Sauerbraten
Total Time: 99 hrs
Preparation Time: 96 hrs
Cook Time: 3 hrs
Ingredients
- Servings: 12
- 3 1/2-4 lbs boneless beef chuck roast
- 6 whole cloves
- 1 cup boiling water
- 2 bay leaves
- 2 teaspoons salt
- 2 onions, sliced into rings
- 1 1/2 cups red wine vinegar
- 12 peppercorns
- 12 juniper berries
- 1 medium head of cabbage, cut into 8 wedges (place toothpick in wedges to hold together)
- 2 tablespoons shortening
- 2 teaspoons sugar
- 12 gingersnap cookies, crushed
Recipe
- 1 wipe meat with damp cloth and place in a plastic container with a lid.
- 2 combine next 8 ingredients, and then pour over meat.
- 3 cover and let stand in the refrigerator 3 to 6 days.
- 4 turn meat twice a day with wooden spoons (never pierce meat with a fork).
- 5 remove meat from marinade.
- 6 save marinade.
- 7 heat shortening in large skillet and brown meat slowly on both sides.
- 8 add marinade; cover and simmer 2 1/2 to 3 hours or until meat is thoroughly tender.
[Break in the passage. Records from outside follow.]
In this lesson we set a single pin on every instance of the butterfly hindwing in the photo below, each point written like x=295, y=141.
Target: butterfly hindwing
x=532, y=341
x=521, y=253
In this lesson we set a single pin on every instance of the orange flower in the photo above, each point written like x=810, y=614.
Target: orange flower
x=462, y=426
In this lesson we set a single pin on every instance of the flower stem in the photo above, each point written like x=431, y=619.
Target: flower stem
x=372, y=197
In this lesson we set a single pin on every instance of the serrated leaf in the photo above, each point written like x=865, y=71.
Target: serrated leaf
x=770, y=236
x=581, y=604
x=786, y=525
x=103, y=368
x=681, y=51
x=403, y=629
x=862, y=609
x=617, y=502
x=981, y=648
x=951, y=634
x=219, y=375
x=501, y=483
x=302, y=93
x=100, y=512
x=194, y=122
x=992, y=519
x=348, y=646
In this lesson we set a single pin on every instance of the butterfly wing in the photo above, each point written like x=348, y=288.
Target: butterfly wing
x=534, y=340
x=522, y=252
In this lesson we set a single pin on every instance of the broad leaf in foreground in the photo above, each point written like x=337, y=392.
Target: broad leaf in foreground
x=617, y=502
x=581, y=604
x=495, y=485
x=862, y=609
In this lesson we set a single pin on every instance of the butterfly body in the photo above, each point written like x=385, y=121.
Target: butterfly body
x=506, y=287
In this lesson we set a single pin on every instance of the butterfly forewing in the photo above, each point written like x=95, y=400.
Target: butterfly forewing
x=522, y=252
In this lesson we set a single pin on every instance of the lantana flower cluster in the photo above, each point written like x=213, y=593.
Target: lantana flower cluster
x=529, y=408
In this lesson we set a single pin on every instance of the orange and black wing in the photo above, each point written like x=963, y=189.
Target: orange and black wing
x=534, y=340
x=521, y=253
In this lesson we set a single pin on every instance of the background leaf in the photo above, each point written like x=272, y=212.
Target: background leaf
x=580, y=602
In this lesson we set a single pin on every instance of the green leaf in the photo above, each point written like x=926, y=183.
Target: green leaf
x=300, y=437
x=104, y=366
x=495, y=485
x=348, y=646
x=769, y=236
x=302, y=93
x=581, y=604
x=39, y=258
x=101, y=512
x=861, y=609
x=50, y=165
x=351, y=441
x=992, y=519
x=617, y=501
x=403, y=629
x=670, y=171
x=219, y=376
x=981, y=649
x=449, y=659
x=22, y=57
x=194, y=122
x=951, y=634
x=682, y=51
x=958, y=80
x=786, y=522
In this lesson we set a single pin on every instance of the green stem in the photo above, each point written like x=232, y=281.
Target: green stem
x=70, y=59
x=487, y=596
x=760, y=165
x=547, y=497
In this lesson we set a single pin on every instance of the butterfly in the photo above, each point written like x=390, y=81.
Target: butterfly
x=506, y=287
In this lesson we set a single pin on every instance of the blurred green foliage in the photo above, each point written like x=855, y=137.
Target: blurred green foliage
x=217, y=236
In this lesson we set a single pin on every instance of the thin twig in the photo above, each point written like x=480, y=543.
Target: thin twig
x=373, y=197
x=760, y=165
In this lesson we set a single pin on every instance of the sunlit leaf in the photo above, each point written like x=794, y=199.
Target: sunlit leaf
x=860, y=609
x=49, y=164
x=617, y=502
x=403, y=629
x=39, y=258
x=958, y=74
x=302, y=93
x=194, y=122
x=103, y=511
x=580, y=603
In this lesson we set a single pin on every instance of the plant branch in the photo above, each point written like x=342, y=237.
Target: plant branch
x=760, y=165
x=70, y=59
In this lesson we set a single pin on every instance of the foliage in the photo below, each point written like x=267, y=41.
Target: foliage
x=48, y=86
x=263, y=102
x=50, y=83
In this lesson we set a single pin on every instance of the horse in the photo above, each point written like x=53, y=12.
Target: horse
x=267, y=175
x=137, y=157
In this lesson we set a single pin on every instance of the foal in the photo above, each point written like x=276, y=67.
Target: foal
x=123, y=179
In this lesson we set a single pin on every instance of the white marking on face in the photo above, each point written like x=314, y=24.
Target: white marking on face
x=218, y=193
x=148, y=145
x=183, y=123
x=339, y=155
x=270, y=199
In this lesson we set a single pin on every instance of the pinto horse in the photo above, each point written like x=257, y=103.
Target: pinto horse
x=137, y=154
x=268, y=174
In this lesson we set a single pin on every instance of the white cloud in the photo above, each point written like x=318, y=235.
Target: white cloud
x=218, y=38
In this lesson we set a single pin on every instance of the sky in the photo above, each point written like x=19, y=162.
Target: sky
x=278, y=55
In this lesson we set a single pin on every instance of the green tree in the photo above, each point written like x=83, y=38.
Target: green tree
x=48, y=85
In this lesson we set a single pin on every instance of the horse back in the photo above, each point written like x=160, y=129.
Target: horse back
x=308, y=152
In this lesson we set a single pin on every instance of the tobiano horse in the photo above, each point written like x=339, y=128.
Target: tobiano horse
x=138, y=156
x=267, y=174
- 9 i put it into a crock-pot and cook on low 6 to 8 hours.
- 10 don't over cook.
- 11 remove meat and onions and keep warm.
- 12 strain marinade and measure liquid.
- 13 add water to make 2 1/2 cups.
- 14 pour liquid back into a skillet and add cabbage wedges.
- 15 cover and simmer 10 minutes.
- 16 stir in gingersnaps and sugar into liquid with cabbage.
- 17 simmer 3 minutes or more to make gravy.
- 18 remove toothpicks and arrange cabbage wedges on a hot platter with the meat and onions.
- 19 serve gingersnap gravy alongside.